In March 1997, 39 members of the cult Heaven’s Gate were found dead in their beds in a mansion in Rancho Santa Fe, near San Diego in California. The 18 men and 21 women were all dressed in identical black clothing and sneakers and were covered with purple sheets.
At the time it was the largest mass suicide in the country's history and shook America to its core and led to curiosity about what was Heaven’s Gate.
Opening the Gate
Marshall Applewhite, who founded Heaven’s Gate in 1974 and went by the name “Do,” brainwashed his followers into believing that the world was going to end in 1997 and the only chance to “survive” would be to follow his instructions.
It emerged that Applewhite was able to talk his followers into consuming a vodka that was combined with either chocolate pudding or apple sauce and then laced with barbiturates. Some also had plastic bags pulled over their heads when the scene in Rancho Santa Fe was discovered.
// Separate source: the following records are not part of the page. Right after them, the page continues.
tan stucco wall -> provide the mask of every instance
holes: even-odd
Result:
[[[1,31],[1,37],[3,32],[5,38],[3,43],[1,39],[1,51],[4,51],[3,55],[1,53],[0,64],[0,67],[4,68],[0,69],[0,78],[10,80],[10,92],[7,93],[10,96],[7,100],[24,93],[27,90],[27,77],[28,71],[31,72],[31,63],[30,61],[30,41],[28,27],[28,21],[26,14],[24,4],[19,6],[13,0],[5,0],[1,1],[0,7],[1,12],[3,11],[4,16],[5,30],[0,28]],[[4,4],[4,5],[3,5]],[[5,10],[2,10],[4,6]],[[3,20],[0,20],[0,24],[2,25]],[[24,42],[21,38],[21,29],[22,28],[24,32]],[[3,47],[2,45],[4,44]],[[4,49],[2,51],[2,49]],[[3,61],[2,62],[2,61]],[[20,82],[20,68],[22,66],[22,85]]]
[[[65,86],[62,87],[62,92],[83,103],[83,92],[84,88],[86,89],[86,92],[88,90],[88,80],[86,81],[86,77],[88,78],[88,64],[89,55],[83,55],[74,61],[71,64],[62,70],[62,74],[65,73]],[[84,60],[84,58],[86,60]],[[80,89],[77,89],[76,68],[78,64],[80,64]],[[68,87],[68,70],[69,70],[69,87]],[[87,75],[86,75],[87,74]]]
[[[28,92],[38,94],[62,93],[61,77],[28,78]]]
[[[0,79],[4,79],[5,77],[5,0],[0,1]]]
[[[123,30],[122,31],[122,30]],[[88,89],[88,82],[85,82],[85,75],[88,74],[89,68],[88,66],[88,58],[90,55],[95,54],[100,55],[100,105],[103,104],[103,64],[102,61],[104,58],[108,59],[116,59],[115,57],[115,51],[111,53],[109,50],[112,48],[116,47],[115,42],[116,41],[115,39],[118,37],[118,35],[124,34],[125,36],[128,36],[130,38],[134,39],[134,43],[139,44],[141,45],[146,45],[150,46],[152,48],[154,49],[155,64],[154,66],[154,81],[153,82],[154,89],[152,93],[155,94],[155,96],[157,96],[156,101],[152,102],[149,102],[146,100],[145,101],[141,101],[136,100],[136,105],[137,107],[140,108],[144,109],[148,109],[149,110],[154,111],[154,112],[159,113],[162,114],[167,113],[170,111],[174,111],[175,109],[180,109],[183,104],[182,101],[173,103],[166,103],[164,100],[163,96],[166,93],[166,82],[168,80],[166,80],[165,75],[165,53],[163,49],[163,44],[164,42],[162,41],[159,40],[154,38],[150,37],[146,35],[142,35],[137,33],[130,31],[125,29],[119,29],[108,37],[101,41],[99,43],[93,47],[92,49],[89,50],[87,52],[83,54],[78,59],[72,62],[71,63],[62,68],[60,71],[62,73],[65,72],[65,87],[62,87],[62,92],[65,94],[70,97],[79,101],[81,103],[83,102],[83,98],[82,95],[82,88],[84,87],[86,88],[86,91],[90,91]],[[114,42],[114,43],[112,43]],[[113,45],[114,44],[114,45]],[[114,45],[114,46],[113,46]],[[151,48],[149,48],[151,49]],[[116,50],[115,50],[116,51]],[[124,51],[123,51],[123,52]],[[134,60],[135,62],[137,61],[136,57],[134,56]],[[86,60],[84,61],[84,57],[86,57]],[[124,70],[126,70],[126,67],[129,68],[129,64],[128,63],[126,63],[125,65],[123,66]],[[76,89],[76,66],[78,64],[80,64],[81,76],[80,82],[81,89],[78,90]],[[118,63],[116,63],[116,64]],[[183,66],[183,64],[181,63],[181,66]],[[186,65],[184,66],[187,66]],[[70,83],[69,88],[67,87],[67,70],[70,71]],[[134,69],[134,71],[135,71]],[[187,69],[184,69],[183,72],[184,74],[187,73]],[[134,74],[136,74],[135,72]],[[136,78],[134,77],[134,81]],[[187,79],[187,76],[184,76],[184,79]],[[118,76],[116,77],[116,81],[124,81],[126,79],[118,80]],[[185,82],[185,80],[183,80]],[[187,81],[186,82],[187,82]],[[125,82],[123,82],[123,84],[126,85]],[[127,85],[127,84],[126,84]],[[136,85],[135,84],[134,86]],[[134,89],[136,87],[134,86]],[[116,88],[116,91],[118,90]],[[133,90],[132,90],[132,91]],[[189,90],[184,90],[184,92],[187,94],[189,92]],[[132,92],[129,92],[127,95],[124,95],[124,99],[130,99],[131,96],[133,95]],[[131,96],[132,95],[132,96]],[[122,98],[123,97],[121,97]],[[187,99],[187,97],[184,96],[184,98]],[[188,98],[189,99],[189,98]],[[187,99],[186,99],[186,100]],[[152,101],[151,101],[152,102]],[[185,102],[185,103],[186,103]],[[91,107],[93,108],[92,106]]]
Applewhite told them the comet Hale-Bopp was being trailed by an alien spacecraft and, if they died, they could board it. He said that after their deaths, they would be transported to a new level of existence.
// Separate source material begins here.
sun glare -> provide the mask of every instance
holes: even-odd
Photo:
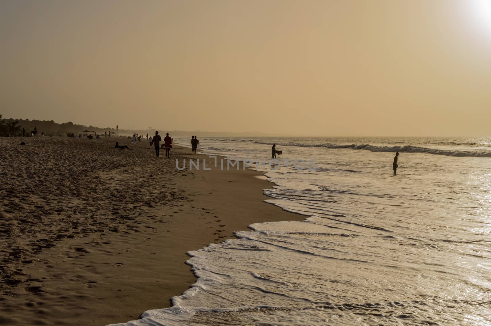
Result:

“Your only chance to survive or to evacuate is to leave with us,” Applewhite told his followers and others in a video leading up to the mass suicide.
Reporters were stunned when they gained access to the mansion following the mass suicide. They found blood stains and splatters across some of the rooms.
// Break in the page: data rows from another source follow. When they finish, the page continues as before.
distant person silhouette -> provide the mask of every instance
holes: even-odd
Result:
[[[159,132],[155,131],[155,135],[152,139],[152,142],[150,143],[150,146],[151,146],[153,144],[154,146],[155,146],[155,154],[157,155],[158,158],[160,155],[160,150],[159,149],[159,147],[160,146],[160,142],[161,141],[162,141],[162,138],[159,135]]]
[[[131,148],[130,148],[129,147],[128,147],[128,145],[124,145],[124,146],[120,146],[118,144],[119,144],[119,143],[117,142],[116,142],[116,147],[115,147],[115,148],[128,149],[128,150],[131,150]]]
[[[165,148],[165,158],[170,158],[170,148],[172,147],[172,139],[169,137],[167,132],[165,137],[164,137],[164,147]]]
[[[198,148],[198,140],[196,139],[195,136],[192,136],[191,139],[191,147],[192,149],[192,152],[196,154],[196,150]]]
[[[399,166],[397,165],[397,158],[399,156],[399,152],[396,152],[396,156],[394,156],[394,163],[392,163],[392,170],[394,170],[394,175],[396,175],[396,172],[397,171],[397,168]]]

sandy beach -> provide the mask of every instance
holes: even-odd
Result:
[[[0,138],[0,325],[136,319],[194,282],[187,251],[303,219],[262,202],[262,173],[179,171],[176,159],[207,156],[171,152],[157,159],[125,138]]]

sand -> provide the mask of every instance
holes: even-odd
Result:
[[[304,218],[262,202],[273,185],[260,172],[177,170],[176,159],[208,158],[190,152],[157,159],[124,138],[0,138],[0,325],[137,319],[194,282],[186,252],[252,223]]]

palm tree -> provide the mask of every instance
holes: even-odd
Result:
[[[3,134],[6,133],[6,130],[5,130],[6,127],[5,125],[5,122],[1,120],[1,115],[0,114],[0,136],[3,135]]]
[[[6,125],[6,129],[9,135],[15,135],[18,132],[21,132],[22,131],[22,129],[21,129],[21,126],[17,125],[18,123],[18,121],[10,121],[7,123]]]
The ages of those who perished ranged from 26 to 72.
The bunks and shrouds discovered at the mansion are now on display at the Museum of Death in Hollywood, Calif. Mannequins wear the actual clothes taken from some of the bodies.
Closing the Gate
A year after the grim discovery, the mother of one of the victim’s spoke to Inside Edition about how her son fell into the group’s web.
Nancie Brown, whose son, David Moore, was found in the macabre mansion, spoke to Inside Edition on the one-year anniversary of the Heaven’s Gate unearthing.
“It was probably the worst day of my life,” she said to Inside Edition in 1998 of finding out that David was gone.
David Moore was a member of the group for 20 years. His mom says that over the years she only saw him twice but always kept her door open for him to return.
“It is sad that when Heaven’s Gate closed, it closed and I felt that it left me and the other families behind and we will never see them again,” Brown said.
Before the news broke of the grim scene, the area was discovered by both Heaven's Gate members and civilians who were supposed to be at the house that day.
Rio DiAngelo, a Heaven’s Gate member who survived the ordeal of the group, discovered the bodies and called 911.
In a strange twist, on the morning of the mortuary discovered at that mansion, Lawrence Jimenez was supposed to clean the pool but said he sensed danger and turned back at the gate. He told Inside Edition in 1998 he would never return to the home.
What Remains
In 2017, during the 20th anniversary of the discovery, a man who identified himself as a former cult member named Sawyer told Inside Edition that he spent 18 years with Heaven's Gate and reached the rank of "overseer" before leaving in 1994.
Sawyer, who declined to reveal his last name, recalled his conversations with the leader of the cult, Marshall Applewhite.
“He said that there wasn't a day that went by that he didn't think of himself as insane,” Sawyer said of Applewhite, who was known by his fellow followers as "Do."
For Nancie Brown, the final moments of her son’s life haunt her.
“Did he go happy, joyful in his last conscious thought, or was there a flicker of, ‘Oh no, maybe I should not have done that?’” she asked.
The website for the cult remains online. It appears as it did decades ago.